After more than a year pursuing a state license, a small treatment center on Penikese island is preparing to open its doors.

The newly-licensed Penikese, a program for adolescent boys with substance abuse and mental health issues, expects to open June 23.

“We are gratified to have this opening date in our sights,” said Ted Doyle, a member of the board of directors.

Penikese operated as a full-time school for troubled youth from 1973 to 2011 before closing its doors due to a lack of funding.

This past year, the board has been working to reopen the facility as a recovery program, but ran into some roadblocks in the state licensure process. The original opening date was set for summer of 2013.

Mr. Doyle said the state Department of Public Health had raised good questions that were difficult to address. Most of these concerned the accessibility of the facility to a diverse set of kids as well as client safety in connection with the remote island setting.

In the meantime, the group had planned to move temporarily to New Hampshire, but they ultimately decided to focus on the Penikese site.

“The island itself is in pretty good shape and ready to accept kids,” Mr. Doyle said. “We are at this point beginning the outreach program to attract students.”

While the Americans with Disabilities Act of 1990 (ADA) does not require full accessibility, Penikese must continue to work toward increasing its ability to cater to a variety of needs over time.

Penikese is a 75-acre island in the Elizabeth islands chain, situated next to Cuttyhunk. It takes one hour to reach the island by boat from the mainland.

The youth program shares the island with a state-owned bird sanctuary. Electricity there is generated by a solar array and water is pumped from a set of cisterns on the Island.

The Penikese Island School was founded in 1973 by George Cadwalader, a former marine. The school served adolescents who were involved with the criminal justice system and were unable to receive schooling in a traditional environment. Staff and clients at the school included many Vineyarders over the years. The now-defunct school received public funding and kept students for six to nine months. It closed in February 2011 due to a shortage of funding.

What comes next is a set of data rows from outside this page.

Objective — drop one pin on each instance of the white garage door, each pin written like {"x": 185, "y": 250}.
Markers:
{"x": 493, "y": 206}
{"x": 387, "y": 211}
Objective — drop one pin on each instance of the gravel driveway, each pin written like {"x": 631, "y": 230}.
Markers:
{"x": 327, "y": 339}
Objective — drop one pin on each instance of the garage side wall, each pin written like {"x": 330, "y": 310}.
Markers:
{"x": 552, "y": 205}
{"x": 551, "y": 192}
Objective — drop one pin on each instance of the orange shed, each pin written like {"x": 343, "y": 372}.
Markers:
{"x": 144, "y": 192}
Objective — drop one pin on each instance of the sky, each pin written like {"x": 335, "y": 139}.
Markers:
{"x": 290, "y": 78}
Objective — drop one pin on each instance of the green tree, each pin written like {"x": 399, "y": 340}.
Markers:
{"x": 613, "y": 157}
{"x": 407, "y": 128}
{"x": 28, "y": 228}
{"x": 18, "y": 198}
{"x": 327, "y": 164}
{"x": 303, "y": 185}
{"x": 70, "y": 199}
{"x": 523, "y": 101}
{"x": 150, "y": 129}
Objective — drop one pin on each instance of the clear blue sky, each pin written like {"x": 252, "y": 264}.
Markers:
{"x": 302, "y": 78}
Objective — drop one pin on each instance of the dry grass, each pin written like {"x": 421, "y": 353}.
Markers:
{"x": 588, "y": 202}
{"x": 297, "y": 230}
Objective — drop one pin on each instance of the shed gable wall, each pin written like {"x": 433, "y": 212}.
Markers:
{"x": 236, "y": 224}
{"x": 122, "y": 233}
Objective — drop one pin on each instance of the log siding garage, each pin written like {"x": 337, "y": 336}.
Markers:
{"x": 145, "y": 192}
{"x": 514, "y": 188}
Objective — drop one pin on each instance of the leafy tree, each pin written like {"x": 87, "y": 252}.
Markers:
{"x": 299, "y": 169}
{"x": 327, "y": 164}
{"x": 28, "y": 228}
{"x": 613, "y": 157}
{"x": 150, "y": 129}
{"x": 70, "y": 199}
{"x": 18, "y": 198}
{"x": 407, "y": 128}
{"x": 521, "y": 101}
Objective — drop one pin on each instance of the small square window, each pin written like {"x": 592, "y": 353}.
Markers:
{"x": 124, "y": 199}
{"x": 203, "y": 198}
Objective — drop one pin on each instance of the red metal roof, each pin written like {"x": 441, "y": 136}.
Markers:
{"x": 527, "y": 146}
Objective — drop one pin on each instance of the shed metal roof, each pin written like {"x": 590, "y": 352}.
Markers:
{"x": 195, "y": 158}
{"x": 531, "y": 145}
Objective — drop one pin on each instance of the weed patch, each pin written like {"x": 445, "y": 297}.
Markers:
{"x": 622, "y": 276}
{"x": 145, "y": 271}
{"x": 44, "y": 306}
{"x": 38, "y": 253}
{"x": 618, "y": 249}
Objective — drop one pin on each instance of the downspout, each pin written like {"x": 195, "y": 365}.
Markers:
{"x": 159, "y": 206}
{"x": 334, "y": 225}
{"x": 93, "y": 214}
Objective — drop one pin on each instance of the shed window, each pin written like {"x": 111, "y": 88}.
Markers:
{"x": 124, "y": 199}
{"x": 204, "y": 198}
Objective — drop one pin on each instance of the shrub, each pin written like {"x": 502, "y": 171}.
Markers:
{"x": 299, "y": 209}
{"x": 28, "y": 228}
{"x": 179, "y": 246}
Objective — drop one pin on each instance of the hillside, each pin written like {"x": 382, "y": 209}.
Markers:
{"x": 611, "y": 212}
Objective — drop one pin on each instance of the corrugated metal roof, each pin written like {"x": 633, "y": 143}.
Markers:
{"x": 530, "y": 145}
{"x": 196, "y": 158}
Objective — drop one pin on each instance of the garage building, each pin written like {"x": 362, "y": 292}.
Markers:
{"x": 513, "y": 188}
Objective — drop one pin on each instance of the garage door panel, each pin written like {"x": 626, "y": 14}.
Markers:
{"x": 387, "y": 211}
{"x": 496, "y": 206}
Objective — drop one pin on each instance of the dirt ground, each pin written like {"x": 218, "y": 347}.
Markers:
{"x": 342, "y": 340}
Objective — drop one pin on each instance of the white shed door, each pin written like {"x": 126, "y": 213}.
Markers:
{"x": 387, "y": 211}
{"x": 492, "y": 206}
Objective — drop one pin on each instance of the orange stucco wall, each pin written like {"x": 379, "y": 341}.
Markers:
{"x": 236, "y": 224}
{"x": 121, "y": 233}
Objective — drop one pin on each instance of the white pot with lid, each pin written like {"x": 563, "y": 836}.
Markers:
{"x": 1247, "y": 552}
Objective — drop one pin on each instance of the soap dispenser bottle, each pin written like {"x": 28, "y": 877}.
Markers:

The new program will serve a maximum of 10 clients at a time, keeping them for shorter lengths of time. Kids will stay between several weeks and a couple of months, depending on the their presenting issues and progress in the program. Mr. Doyle said the Island presents a therapeudic environment for teens to begin recovery, but that it’s also important to give them a chance to test out their recovery in a conventional environment.

“You have to gauge that balance carefully,” he said.

Despite the long wait for a license, morale at Penikese has remained optimistic, Mr. Doyle said.

“I would say we have never lost hope,” Mr. Doyle said. ”We knew what a special place Penikese was and we knew there would never be a time when the world didn’t need a place like Penikese. It is too unique and powerful.”